Undoubtedly giddy with the success of his ROSEMARY'S BABY, Roman Polanski decided to approach his next film, a Shakespearean play, in the same manner. With backing from Playboy Productions, his vision of MACBETH is one of the lessor of the movies made from Shakespeare's works. Beside the slasher movie aspects, the film is filled with full frontal nudity. It even has naked boys who are gruesomely murdered.
[Polanski also lost his wife to the Manson clan sometime during this period, and I have no idea how that affected him. MACBETH might have been finished before then. All I know for sure is that it was released in 1971.]
All of this notwithstanding, the major problem with the film is that the acting is lifeless. Yes, the shocking portions are there, but most of the acting is remarkably devoid of energy. Polanski's direction serves more to confuse than to enlighten. If you are not already well versed in the play before you enter, you will undoubtedly leave shaking your head and wondering "what was that all about?"
Polanski's MACBETH has a traditional look. The sets and the costumes are quite realistic. The squalor of that period is in full evidence. The castle rooms have straw beds with a roaring fire in the middle. Several people sleep in each room, and their big dogs sleep with them. From what I know of Scottish history this is all authentic. The movie was actually filmed in Wales, but that is another story.
The cinematography (Gilbert Taylor who later did STAR WARS) is full of earthen browns. It paints a bleak picture of the landscape. Rather than the picture postcard look, it goes with quite a depressing motif.
Polanski has his actors think aloud many of the lines as they walk rather than speak them. He is no Kenneth Branagh. He seems incapable of imbuing in his charges the importance of enunciation. They run through their lines as if the dialog were of little consequence.

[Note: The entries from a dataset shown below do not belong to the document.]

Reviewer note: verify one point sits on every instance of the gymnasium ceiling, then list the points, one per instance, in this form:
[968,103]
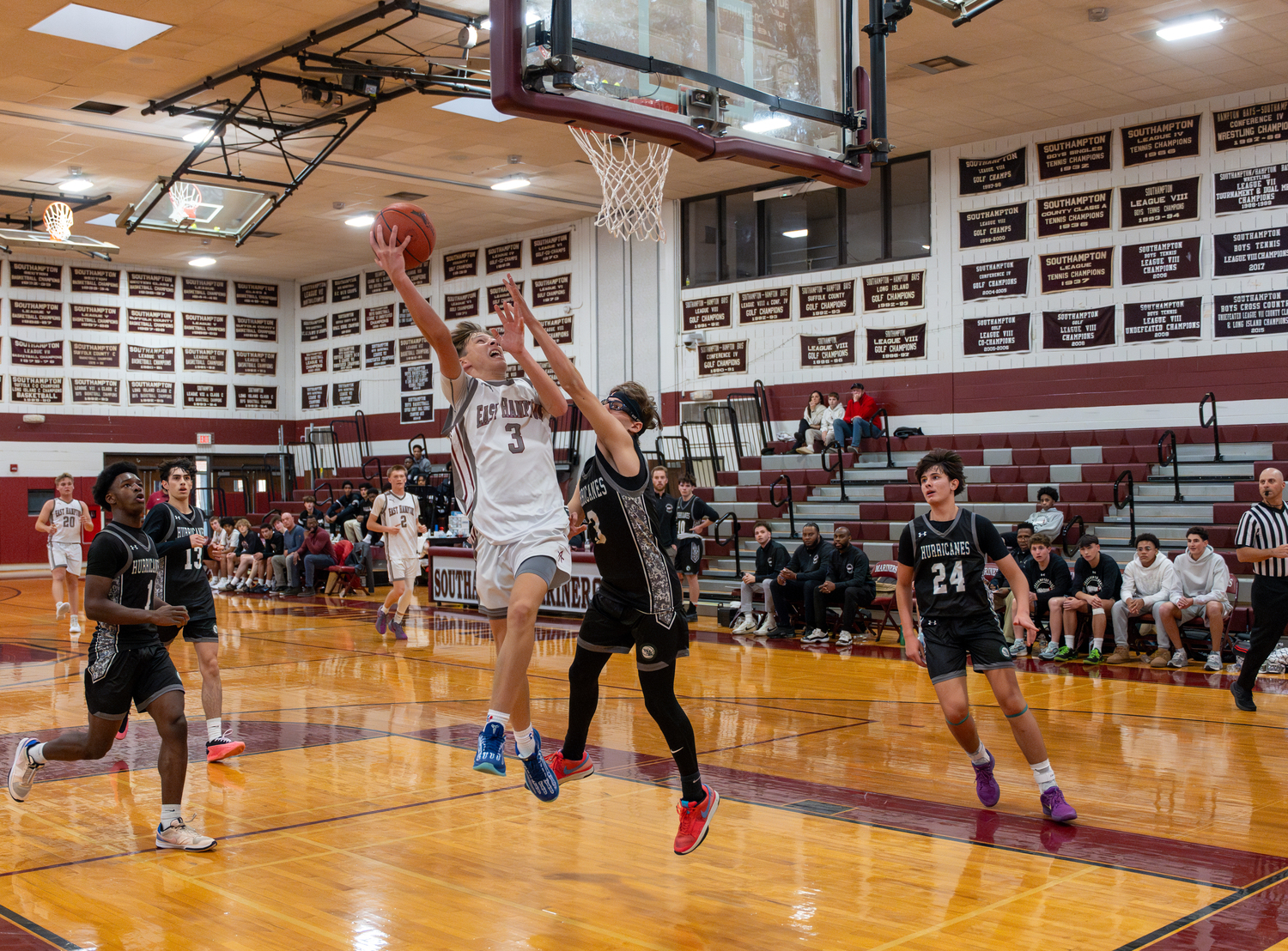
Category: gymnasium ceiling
[1035,64]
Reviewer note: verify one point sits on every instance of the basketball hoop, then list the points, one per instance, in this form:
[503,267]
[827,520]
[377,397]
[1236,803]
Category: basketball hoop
[185,200]
[633,180]
[58,221]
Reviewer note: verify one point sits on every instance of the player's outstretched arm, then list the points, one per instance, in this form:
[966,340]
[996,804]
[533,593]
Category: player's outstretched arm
[608,432]
[428,322]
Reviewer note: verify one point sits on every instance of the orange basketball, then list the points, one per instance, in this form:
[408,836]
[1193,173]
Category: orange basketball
[409,219]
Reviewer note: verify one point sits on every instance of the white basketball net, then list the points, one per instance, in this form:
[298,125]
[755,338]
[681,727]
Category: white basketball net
[58,221]
[631,174]
[185,198]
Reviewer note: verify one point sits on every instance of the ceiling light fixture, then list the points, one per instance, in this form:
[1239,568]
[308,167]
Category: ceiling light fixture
[767,124]
[513,182]
[1193,26]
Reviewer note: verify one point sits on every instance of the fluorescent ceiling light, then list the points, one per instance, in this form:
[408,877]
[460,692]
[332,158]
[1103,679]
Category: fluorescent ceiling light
[767,124]
[100,27]
[1190,27]
[476,108]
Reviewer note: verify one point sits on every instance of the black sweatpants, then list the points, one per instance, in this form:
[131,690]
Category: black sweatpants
[1270,619]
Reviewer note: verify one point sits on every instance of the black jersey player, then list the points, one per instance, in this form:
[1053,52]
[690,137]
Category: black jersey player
[638,603]
[179,530]
[942,556]
[126,662]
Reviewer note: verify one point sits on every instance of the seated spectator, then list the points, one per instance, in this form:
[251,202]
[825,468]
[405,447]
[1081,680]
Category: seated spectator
[1048,520]
[857,424]
[1202,582]
[798,580]
[811,424]
[1148,582]
[770,559]
[692,516]
[848,582]
[1097,585]
[834,411]
[1050,583]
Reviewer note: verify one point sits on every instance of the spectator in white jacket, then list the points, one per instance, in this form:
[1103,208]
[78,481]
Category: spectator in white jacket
[1202,579]
[834,411]
[1048,520]
[811,424]
[1148,582]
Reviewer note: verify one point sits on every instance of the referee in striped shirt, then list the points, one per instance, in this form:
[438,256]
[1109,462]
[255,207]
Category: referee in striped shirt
[1262,539]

If one of Shakespeare's purpose in the play was to shock people with Macbeth's dastardly deeds, then Polanski's techniques are effective. When Macbeth (Jon Finch) murders Duncan (Nicholas Selby), he stabs him several times with the blood spurting onto his hands and his clothes. He transfers the blood to the hands of his wife, Lady Macbeth (Francesca Annis), which makes all the dialog about the blood particularly poignant.
"Do not bid me speak; see, and then speak yourselves," says Macduff (Terence Bayler) when asked about the king's death. As in most sequences, the words are literate but the acting is not. Bayler has little screen presence which is the problem with most of actors in the film. Only Francesca Annis gives a mildly interesting interpretation of a woman gone mad.

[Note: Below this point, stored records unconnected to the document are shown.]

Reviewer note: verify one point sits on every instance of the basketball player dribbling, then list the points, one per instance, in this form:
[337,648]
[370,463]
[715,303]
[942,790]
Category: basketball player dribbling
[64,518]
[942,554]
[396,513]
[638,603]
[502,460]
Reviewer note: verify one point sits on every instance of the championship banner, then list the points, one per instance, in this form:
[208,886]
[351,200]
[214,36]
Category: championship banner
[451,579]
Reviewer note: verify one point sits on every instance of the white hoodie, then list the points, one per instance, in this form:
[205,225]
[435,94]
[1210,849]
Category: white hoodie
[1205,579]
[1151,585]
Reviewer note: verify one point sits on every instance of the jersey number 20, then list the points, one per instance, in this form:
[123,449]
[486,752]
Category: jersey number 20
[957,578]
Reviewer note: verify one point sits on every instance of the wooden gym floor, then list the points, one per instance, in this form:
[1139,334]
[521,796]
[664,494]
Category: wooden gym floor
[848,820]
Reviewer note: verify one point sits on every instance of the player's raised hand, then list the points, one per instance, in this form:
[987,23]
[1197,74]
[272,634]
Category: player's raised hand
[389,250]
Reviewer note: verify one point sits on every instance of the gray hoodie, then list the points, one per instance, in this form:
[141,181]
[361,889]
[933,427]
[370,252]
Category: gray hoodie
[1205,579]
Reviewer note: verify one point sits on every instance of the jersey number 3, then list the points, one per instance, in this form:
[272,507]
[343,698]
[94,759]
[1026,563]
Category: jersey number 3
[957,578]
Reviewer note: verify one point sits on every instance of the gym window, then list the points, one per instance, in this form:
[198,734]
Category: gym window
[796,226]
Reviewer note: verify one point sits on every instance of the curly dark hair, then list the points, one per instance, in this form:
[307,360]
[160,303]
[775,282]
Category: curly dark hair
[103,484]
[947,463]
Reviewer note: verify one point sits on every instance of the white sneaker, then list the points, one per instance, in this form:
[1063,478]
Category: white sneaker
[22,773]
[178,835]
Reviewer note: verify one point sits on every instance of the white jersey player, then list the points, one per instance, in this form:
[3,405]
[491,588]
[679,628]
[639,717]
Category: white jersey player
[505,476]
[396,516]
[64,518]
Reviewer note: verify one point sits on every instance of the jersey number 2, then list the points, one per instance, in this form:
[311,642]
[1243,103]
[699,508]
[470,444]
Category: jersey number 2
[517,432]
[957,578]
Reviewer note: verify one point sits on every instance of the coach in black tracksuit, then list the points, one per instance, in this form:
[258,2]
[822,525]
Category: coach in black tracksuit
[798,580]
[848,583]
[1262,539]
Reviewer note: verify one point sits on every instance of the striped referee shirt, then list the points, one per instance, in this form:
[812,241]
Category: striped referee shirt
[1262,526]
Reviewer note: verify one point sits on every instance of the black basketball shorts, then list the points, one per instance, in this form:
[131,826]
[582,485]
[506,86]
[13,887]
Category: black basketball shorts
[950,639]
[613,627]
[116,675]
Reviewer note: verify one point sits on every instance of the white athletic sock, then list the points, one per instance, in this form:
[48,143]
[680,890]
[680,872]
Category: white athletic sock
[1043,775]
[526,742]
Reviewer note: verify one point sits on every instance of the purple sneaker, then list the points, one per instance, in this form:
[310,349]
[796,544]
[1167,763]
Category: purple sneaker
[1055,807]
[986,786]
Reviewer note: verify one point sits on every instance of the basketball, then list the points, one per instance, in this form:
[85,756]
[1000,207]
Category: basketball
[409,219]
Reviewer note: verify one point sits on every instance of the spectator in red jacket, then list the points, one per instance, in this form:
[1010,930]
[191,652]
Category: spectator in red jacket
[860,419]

Regardless of all of its flaws, this is Shakespeare, and the language is worth the price of admission. When Macbeth wants to beat a fast exit, he does not say, "Let's get out of here." Oh not, Shakespearean prose is ever so much more elegant. Macbeth advises, "Let us not be dainty of our leave-taking." Don't you wish you could talk like that? Don't you wish everyone would talk like that?
As you hear the cold wind blowing across the barren Scottish plain, you can feel the chill going right through your bones.
Finally, I can not leave this review without mentioning the famous scene of the witches. So what do you think Polanski's vision of this is? Well, he has not just a few, but three score of witches. He picks them for their ugliness, no surprise there, for their enormous girth and for their lack of teeth. Oh yes, and he has them all strip naked before the cameras roll. I wish he had spent less time trying to shock and more on practice sessions for his actors.
MACBETH runs 2:20. It is rated R for graphic violence and full frontal nudity of women and boys. The show would be appropriate for mature teenagers. Although it is full of flaws, the movie does have lovely language and effective settings. In the end, I can not recommend it, but I do give it ** which is perhaps a bit more than it deserves.
**** = One of the top few films of this or any year. A must see film. *** = Excellent show. Look for it. ** = Average movie. Kind of enjoyable. * = Poor show. Don't waste your money. 0 = One of the worst films of this or any year. Totally unbearable.
REVIEW WRITTEN ON: November 25, 1996
Opinions expressed are mine and not meant to reflect my employer's.